WASHINGTON
– NASA announced Tuesday that it has selected Houston-based Boeing Space
Exploration to build the upper stage of the Ares I rocket the United States
will use to launch astronauts into orbit after the space shuttle retires.
Boeing beat
out Brigham City, Utah-based ATK Launch Systems and its teammates Lockheed
Martin Space Systems and Pratt & Whitney Rocketdyne to win its first major
piece of the new launch system.
The $514.7
million cost-plus-award fee contract runs through 2016 and covers the
manufacture of a ground test article, three flight test units and six
production flight units. The Ares I upper stage will boost NASA's planned
shuttle successor, the Orion
Crew Exploration Vehicle, into orbit.
Boeing's
teammates on the program include Hamilton Sundstrand, Moog, Northrop Grumman,
Orion Propulsion Inc., SUMMA Technology Inc., United Space Alliance and the
United Launch Alliance.
Had Boeing
lost the upper stage competition, it would have had only one more shot at
getting a piece of the multibillion dollar new launch system – a roughly $300
million contract NASA expects to award in December for the rocket's avionics
system.
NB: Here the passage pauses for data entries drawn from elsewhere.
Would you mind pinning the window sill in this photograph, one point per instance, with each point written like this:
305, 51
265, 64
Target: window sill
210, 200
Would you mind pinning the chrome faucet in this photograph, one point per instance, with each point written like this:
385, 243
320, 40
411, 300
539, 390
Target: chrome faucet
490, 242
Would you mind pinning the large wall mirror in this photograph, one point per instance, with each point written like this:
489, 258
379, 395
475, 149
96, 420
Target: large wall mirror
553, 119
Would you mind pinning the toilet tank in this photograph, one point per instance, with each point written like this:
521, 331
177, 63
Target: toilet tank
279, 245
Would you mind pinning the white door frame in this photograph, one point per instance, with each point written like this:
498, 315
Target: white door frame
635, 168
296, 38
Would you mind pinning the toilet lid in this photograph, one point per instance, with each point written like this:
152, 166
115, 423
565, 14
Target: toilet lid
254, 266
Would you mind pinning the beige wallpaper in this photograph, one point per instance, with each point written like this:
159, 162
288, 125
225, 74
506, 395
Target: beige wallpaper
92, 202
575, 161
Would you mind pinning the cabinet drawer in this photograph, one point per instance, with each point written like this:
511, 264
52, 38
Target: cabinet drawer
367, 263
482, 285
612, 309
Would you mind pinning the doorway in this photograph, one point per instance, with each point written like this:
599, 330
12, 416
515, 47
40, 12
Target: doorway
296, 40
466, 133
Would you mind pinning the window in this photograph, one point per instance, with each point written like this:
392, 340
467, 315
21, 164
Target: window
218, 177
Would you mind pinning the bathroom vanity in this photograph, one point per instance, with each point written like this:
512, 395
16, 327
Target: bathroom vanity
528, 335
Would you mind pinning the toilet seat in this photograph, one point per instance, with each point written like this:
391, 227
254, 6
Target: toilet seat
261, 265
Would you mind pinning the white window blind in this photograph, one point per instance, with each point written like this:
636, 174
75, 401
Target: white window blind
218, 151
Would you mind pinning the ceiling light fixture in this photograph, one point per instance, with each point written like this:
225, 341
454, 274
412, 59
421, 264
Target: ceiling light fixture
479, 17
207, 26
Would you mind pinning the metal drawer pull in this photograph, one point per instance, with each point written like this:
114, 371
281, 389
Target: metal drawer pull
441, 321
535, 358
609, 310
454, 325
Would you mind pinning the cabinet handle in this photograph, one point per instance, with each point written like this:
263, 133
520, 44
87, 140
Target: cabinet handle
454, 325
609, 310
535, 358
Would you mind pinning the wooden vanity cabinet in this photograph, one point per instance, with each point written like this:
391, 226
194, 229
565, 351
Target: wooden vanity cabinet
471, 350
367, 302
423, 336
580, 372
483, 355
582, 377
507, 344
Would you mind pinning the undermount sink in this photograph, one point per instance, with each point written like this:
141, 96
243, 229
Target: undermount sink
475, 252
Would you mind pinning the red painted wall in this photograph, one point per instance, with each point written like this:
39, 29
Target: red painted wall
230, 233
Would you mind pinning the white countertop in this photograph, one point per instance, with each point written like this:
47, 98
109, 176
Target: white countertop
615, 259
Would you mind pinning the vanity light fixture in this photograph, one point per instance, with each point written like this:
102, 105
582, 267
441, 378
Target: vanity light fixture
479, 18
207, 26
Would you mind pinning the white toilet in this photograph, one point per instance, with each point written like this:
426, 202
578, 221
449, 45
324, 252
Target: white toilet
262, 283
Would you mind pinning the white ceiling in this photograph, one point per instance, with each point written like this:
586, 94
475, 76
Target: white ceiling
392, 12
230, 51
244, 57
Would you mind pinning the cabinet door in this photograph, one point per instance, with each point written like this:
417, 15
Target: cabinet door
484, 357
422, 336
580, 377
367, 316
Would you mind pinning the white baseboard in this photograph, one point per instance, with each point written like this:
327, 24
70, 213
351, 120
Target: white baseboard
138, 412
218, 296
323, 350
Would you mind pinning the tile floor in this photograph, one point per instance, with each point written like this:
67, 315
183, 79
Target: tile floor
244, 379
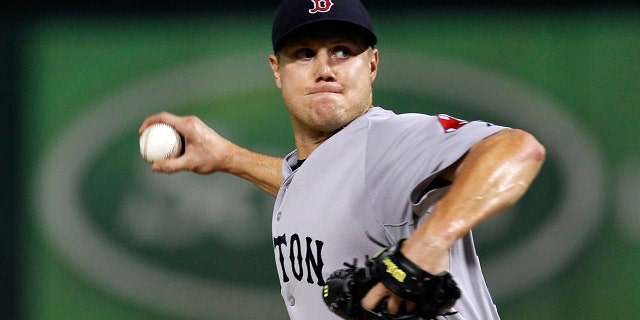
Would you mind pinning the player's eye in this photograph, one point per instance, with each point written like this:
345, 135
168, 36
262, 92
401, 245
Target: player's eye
342, 52
304, 53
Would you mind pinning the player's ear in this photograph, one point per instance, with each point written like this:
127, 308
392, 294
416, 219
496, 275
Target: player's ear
373, 63
275, 67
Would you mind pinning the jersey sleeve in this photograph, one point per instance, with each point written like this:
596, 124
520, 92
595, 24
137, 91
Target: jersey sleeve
406, 153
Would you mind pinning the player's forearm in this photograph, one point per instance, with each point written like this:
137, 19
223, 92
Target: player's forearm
494, 174
262, 170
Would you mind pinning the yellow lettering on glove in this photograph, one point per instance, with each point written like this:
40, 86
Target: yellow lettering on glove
393, 270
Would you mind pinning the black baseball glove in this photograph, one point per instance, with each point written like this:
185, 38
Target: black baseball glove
433, 295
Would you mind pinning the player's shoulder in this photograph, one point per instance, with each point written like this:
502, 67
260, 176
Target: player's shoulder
387, 120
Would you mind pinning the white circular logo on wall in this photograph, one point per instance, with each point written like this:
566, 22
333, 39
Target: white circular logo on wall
203, 208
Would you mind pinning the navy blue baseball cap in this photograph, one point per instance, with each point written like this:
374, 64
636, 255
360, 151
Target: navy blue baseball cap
292, 15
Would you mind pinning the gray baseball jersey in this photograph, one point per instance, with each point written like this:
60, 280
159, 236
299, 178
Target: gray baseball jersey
372, 177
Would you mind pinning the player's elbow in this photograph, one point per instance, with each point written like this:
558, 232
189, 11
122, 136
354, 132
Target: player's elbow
530, 149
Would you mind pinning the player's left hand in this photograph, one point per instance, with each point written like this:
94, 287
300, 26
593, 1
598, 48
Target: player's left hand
431, 258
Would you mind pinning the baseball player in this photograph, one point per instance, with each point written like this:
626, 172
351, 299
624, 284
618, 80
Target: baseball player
361, 175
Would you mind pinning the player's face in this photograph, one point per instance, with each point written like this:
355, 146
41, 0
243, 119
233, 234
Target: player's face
325, 77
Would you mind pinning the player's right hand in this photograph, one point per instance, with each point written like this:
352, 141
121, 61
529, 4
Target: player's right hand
205, 151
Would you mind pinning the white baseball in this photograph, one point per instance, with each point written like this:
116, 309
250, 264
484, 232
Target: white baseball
160, 141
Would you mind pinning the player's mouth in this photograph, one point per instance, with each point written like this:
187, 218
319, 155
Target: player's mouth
325, 88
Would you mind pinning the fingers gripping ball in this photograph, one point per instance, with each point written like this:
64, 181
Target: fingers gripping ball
160, 141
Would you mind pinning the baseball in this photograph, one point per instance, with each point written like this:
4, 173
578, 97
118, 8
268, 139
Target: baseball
160, 141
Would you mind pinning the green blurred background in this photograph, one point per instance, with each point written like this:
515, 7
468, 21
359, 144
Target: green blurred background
91, 233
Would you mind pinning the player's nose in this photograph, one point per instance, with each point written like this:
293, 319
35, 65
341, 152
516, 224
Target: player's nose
322, 66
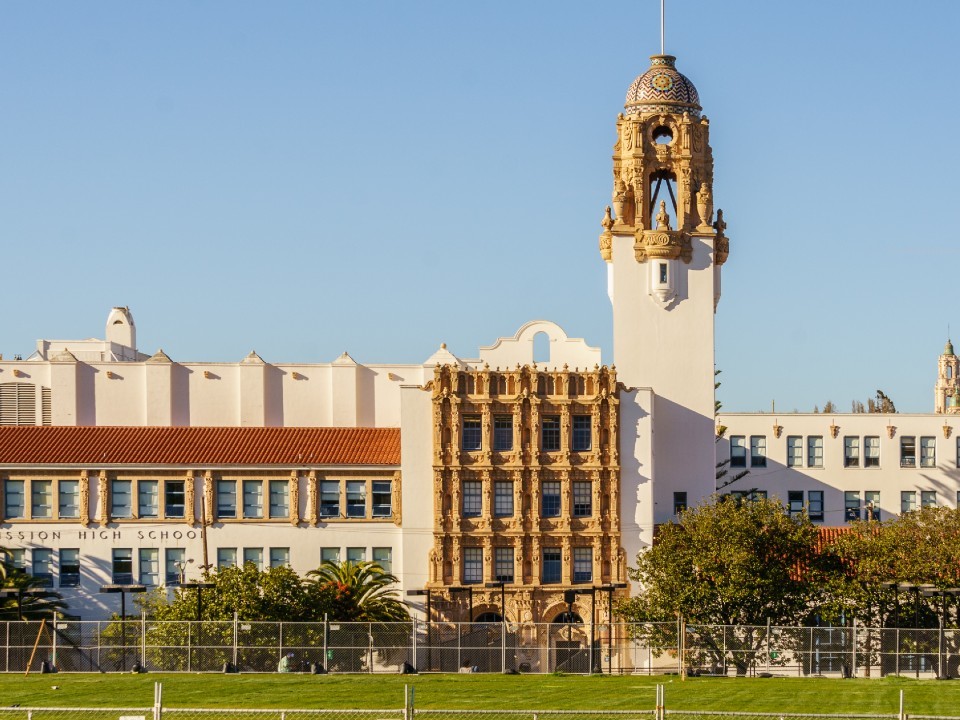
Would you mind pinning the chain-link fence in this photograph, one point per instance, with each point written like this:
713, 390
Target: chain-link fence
651, 648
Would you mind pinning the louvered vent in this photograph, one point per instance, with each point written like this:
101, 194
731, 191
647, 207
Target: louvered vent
18, 404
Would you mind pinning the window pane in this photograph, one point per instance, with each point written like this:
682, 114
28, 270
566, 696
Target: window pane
814, 451
252, 499
42, 568
551, 433
794, 451
253, 556
69, 500
149, 566
356, 498
552, 568
471, 432
582, 499
175, 566
582, 565
174, 498
69, 567
502, 432
384, 558
582, 440
472, 565
226, 557
13, 499
908, 451
226, 499
122, 566
503, 571
147, 504
503, 498
550, 498
120, 499
330, 498
42, 499
851, 451
471, 498
382, 498
279, 499
738, 451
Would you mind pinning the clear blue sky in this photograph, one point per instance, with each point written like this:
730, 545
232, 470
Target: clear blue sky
303, 178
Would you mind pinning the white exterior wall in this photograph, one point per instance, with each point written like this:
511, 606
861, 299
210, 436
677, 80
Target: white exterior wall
890, 479
669, 347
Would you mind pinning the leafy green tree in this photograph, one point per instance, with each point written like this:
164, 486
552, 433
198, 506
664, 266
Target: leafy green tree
361, 591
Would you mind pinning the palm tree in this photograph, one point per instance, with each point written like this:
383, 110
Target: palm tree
360, 591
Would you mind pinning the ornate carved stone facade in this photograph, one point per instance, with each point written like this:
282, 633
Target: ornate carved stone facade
526, 488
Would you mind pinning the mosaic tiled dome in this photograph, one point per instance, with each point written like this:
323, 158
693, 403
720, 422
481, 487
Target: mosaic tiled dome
662, 89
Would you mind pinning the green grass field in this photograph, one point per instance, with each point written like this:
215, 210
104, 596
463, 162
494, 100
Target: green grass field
494, 692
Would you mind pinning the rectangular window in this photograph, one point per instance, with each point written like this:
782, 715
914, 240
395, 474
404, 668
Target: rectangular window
794, 451
175, 566
471, 498
814, 451
148, 494
502, 432
503, 498
552, 565
871, 451
120, 499
122, 566
42, 566
356, 498
253, 556
226, 557
679, 502
150, 566
69, 499
69, 567
928, 452
795, 501
582, 499
582, 565
851, 505
382, 498
758, 451
279, 499
908, 451
174, 498
226, 499
908, 501
503, 571
384, 558
13, 499
815, 505
851, 451
329, 498
472, 565
551, 433
738, 451
472, 433
582, 433
41, 499
253, 499
550, 498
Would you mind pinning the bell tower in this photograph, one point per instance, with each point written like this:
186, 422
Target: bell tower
664, 249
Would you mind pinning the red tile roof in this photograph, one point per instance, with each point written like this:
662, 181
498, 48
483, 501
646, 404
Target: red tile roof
198, 446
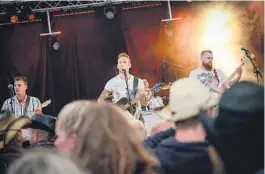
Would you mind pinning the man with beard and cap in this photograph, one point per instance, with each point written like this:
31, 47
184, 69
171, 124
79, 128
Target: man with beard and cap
10, 138
237, 134
184, 149
212, 77
42, 131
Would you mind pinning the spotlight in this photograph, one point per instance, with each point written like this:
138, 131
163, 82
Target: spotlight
12, 13
110, 12
31, 16
14, 19
54, 43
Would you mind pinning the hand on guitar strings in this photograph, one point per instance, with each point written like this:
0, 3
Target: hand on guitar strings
38, 111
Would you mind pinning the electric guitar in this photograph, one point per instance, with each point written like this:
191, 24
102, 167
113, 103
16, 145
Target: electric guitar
125, 104
223, 84
43, 105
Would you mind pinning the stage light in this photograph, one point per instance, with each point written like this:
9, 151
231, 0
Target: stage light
14, 19
54, 43
31, 16
110, 12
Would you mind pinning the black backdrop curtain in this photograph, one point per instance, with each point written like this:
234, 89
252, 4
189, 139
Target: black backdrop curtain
89, 45
86, 60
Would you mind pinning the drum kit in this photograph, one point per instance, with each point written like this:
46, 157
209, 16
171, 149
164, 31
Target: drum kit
152, 114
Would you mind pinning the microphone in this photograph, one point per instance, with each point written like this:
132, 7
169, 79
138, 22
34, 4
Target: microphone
164, 63
248, 53
244, 49
10, 86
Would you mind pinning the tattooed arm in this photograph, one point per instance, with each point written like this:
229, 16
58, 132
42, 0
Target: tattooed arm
104, 95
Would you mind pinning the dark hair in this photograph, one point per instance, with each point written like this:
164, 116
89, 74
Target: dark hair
22, 78
206, 51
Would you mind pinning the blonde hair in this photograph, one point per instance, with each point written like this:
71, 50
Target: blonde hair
105, 142
44, 161
124, 55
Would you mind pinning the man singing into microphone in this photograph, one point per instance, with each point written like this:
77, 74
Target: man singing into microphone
117, 85
21, 103
211, 77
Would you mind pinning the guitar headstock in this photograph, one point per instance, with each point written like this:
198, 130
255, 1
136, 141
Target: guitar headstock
46, 103
245, 60
160, 86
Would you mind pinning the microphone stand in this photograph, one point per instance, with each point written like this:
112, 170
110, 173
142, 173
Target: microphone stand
11, 92
127, 87
256, 71
170, 63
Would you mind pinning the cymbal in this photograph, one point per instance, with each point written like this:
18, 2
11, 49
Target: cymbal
166, 86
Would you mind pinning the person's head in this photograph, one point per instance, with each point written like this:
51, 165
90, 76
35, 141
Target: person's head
187, 98
237, 132
124, 62
101, 137
44, 162
146, 84
39, 135
20, 85
207, 59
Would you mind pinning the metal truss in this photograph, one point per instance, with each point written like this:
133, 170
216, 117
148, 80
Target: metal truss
46, 5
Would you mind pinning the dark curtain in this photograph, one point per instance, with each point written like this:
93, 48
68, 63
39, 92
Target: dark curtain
86, 60
89, 45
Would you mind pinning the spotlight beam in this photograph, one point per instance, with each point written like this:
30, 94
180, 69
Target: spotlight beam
49, 27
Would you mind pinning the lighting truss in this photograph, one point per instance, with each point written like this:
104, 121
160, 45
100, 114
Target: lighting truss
46, 5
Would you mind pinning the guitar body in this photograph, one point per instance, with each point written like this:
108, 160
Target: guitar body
124, 104
224, 85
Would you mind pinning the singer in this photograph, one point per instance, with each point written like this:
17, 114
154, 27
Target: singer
212, 77
22, 103
117, 86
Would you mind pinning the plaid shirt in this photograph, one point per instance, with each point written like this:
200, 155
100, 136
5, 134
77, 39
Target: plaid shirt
18, 108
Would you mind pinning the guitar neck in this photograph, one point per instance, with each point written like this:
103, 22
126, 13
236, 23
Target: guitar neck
234, 73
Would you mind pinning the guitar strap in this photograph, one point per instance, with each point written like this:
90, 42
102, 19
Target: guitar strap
135, 86
26, 105
216, 75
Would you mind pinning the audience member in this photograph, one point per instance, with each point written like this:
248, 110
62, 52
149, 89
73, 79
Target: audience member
102, 138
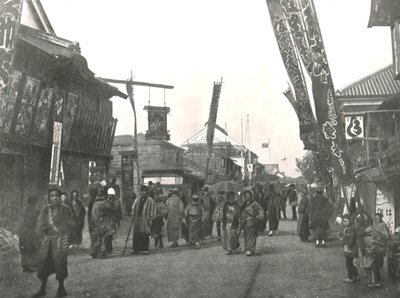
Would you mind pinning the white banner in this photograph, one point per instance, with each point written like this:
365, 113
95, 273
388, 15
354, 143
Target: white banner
354, 127
55, 153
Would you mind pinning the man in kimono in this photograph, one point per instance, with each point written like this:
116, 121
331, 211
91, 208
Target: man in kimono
230, 224
176, 213
194, 219
54, 225
104, 226
143, 212
251, 215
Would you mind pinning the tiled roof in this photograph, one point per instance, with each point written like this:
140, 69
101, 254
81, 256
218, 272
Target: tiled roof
377, 84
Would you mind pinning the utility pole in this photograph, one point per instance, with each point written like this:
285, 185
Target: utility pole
129, 88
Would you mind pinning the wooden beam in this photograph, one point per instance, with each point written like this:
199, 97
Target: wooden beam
137, 83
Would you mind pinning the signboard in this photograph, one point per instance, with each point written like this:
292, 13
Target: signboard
354, 127
55, 153
385, 206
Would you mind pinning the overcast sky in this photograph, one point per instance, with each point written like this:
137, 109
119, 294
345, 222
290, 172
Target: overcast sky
190, 44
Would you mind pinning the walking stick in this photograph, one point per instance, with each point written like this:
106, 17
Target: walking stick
127, 237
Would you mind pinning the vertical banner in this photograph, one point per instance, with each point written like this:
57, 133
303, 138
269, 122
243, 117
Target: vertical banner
212, 120
300, 99
10, 15
385, 206
304, 29
55, 153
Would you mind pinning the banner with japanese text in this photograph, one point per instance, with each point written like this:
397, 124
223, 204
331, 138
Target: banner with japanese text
302, 22
300, 99
10, 15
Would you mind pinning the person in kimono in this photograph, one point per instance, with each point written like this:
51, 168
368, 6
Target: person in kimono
376, 240
176, 213
79, 212
274, 207
348, 237
143, 212
158, 221
230, 224
320, 211
217, 213
54, 225
194, 218
251, 215
303, 223
104, 226
28, 238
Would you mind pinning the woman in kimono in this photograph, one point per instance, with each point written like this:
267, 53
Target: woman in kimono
274, 207
194, 219
54, 225
217, 213
28, 239
79, 211
158, 220
303, 227
176, 213
251, 215
143, 212
230, 224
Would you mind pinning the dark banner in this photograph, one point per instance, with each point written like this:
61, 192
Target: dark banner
300, 99
302, 20
10, 14
212, 120
384, 12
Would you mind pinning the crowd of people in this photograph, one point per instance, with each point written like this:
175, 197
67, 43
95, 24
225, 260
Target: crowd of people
59, 225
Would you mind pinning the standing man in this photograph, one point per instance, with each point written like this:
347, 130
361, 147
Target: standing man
104, 226
116, 216
79, 211
176, 213
292, 198
54, 225
320, 211
274, 210
143, 212
252, 215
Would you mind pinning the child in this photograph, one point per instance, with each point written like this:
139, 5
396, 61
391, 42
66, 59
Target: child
158, 221
375, 248
194, 219
230, 224
349, 248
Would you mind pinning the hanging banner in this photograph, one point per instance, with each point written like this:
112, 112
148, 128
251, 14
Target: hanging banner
304, 29
354, 126
385, 206
300, 99
10, 15
384, 12
55, 153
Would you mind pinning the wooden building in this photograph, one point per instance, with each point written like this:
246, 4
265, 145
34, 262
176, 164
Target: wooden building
371, 111
229, 159
51, 83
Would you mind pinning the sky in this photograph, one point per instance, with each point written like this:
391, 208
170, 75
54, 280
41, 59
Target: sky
191, 44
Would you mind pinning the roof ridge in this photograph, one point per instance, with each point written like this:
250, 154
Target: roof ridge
342, 90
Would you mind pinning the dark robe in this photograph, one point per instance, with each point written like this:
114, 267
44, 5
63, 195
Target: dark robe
194, 219
79, 212
29, 241
303, 223
54, 225
252, 214
320, 211
230, 225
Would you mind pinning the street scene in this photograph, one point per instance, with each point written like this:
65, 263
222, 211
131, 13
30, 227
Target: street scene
210, 149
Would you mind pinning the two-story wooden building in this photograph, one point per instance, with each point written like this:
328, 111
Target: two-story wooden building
52, 94
371, 111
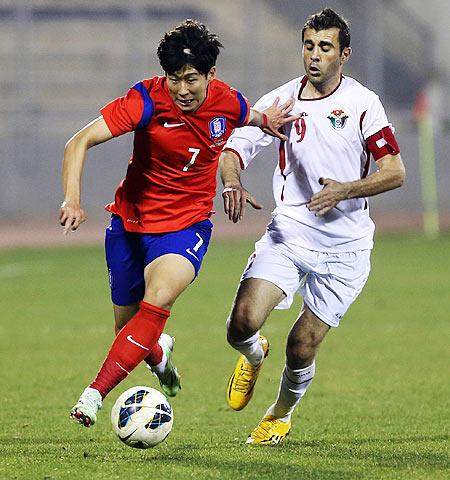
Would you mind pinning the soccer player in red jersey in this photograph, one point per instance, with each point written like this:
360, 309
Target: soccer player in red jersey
160, 227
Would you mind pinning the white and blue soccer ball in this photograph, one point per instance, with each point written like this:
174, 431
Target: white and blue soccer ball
142, 417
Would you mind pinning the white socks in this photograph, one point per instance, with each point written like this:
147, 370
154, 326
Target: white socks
293, 386
251, 348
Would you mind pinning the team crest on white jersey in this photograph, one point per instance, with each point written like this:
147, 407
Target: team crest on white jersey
338, 119
217, 127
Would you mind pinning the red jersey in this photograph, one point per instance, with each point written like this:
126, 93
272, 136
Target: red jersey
171, 178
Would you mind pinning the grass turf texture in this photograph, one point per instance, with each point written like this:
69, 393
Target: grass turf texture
378, 407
Boeing is among a half-dozen companies competing for that work.
NASA's
selection of Boeing is a disappointment for Brigham City, Utah-based ATK Launch
Systems and its teammates Lockheed Martin Space Systems and Pratt & Whitney
Rocketdyne, the only other team to bid for the Ares I upper-stage contract.
However,
ATK and its teammates already have major pieces of NASA's space shuttle
successor.
In early
August, ATK signed a $1.8 billion contract August for the Ares I rocket's main
stage, a derivative of the solid-rocket boosters it builds for the shuttle. In
July, Pratt & Whitney Rocketdyne concluded a $1.2 billion deal with NASA
for the design, development and testing of the J-2X engine that will power Ares
I's liquid-fueled upper stage. And last August, Lockheed Martin Space Systems
beat out Boeing and teammate Northrop Grumman for a nearly $4 billion contract
to build the Orion Crew Exploration Vehicle, the six-person
capsule designed to launch atop Ares I.
Most of
Boeing's upper stage work will be performed at NASA's Michoud Assembly Facility
in New Orleans. Lockheed Martin currently uses the facility to manufacture
giant external fuel tanks for the space shuttle. The Ares I upper stage, while
smaller than the space shuttle external tank, will be much larger than any
upper stage in service today.
NASA
expects to conduct its first orbital flight test of the Ares I rocket in 2013
and start using the vehicle to transport astronauts to the International Space Station
no later than March 2015. The finished rocket is expected to lift 55,000 pounds
(25,000 kilograms) to low Earth orbit.